Lo cierto es que diversas escenas donde habitaron personajes que marcaron nuestras vidas, han inspirado conversaciones entre amigos. En mi caso, ha vuelto a brillar en todo su esplendor el piano que los abuelos maternos compraron para que alguna de sus hijas llegara a ser una artista de éxito.

En torno a ese objeto de lujo que terminó saliendo de la familia cuando las contingencias económicas hicieron de las suyas a finales del siglo XX, se reunieron intérpretes y compositores de talento. Al calor de aquella hoguera melódica eran felices, y hacían felices con su arte, amigos como Eddy Gaytán o el tío Eulogio (Yoyo) Casteleiro, o dos sentimentales de la guitarra como Jorge San Martín y Alberto Monasterio.

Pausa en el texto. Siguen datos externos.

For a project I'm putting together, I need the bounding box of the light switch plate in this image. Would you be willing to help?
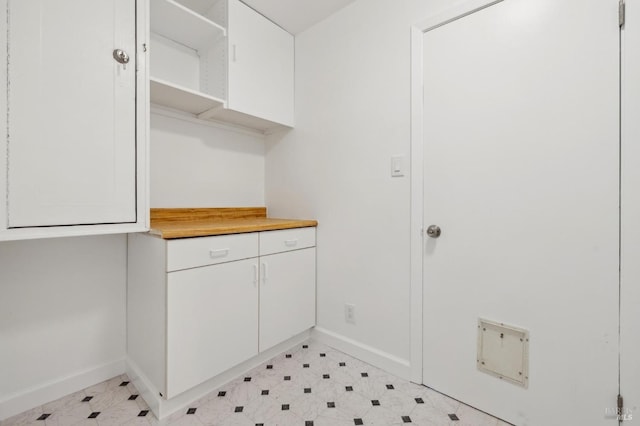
[391,155,404,177]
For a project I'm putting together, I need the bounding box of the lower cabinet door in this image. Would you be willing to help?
[260,248,316,351]
[166,259,258,398]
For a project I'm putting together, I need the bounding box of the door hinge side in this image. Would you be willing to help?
[617,395,624,420]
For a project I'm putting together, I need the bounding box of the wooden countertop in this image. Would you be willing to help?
[149,207,318,239]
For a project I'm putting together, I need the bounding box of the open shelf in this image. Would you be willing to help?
[149,77,224,115]
[151,0,226,50]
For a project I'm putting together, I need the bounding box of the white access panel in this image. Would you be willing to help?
[7,0,136,228]
[477,319,529,388]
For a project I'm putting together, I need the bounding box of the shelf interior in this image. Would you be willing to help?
[149,77,225,115]
[151,0,226,50]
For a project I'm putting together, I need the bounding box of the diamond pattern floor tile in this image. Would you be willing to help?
[0,341,508,426]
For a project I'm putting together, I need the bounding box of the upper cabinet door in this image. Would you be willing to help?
[4,0,136,228]
[227,0,294,126]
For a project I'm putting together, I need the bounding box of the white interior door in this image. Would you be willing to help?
[423,0,619,425]
[3,0,136,227]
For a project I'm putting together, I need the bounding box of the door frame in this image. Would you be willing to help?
[410,0,504,383]
[619,0,640,418]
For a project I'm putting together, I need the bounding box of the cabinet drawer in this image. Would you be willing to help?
[167,233,258,271]
[260,227,316,256]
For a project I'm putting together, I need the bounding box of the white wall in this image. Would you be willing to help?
[0,235,126,419]
[151,113,265,207]
[266,0,450,375]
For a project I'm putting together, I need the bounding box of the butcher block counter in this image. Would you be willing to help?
[149,207,318,240]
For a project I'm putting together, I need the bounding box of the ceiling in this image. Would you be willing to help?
[242,0,355,35]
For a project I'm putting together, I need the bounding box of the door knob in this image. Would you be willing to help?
[113,49,129,64]
[427,225,442,238]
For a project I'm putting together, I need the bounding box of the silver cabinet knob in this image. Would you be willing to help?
[113,49,129,64]
[427,225,442,238]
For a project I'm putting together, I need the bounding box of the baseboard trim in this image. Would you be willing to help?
[126,331,310,425]
[311,327,411,380]
[0,358,125,421]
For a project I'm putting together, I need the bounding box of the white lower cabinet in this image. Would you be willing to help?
[127,228,316,399]
[167,259,258,397]
[260,248,316,351]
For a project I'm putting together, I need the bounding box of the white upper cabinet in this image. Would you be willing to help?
[227,0,294,126]
[0,0,148,240]
[150,0,294,131]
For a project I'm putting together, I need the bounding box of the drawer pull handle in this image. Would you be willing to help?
[253,264,258,287]
[260,262,267,284]
[209,249,229,259]
[284,240,298,247]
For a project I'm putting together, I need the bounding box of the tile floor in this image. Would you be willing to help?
[0,341,508,426]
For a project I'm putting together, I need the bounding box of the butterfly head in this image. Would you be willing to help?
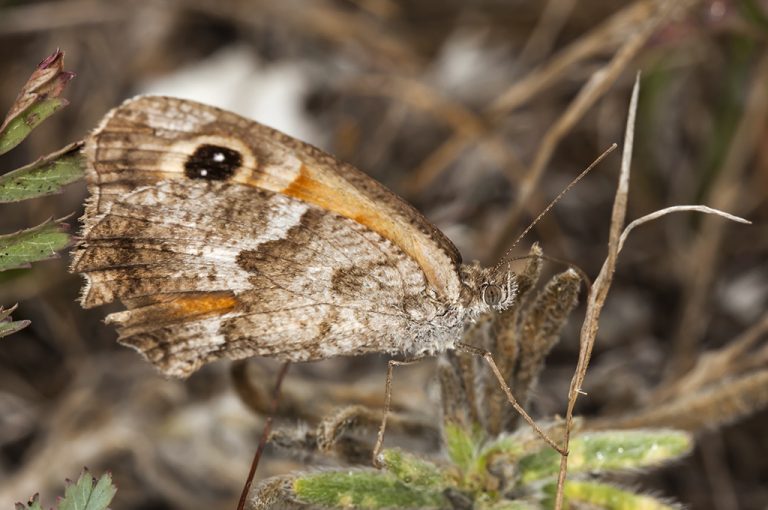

Así, en noches que siguen siendo nítidas, un manojo de canciones que sirven para cualquier época —casi todas timbradas por el amor— desbordaban una casa del Cerro habanero que parecía tener imán, sobre todo en las jornadas soleadas, para hermanos de la abuela, primos, jardineros, carpinteros, jóvenes maestros de las matemáticas, doctores, vecinos que eran como de la familia, seres que fueron dejando sus trazas en mis sentimientos de niña esperanzada y ávida por conocer el mundo.

Tal vez porque las nuevas tecnologías no nos habían inundado, yo apreciaba que en cada una de las personas que tocaron mi alma infantil reinaba el don de una habilidad admirable: los adultos cantaban bellas letras a sus hijos o nietos para dormirlos; algunos, como magos, encantaban narrando historias mientras sacaban golosinas de los bolsillos de un saco; una tía sabía bordar pañales con una precisión sobrecogedora; y en la cocina los abuelos hacían dulces que nunca más probé.

A veces he pensado que si el mundo —el mismo que ahora ha enlentecido su marcha— fuese más «artesanal», más conectado a todo cuanto alguna vez se hizo con paciencia y con auténtico desprendimiento, las personas fuésemos más realizadas y mucho más libres del agobio de la modernidad.

He soñado hasta con hacerme mi propia ropa, y ahora lamento, por ejemplo, no haber tenido paciencia con Isabel, la vecina que casi me mata de nostalgia cada vez que vuelvo al barrio de la infancia y la saludo, a la cual mi abuela materna pidió que me enseñara a tejer abrigos. Ya no recuerdo las puntadas aprendidas con distracción; ni siquiera volví en otras temporadas sobre las combinaciones que quedaron pendientes.

Ojalá y a pesar del mundo virtual que subyuga a millones de seres con una dependencia casi enfermiza, pudiésemos convertirnos, desde nuestros hogares, en hábiles creadores de pequeñas cosas reales y útiles (ya sea una canción o un abrigo). Tengo la certeza, a estas alturas de mi adultez, de que una de las claves de nuestra felicidad está justamente en ganarle la batalla al aburrimiento. Y en eso creo que nuestros abuelos, sabios habitantes de un pasado que luce remoto, supieron llevar la mejor parte.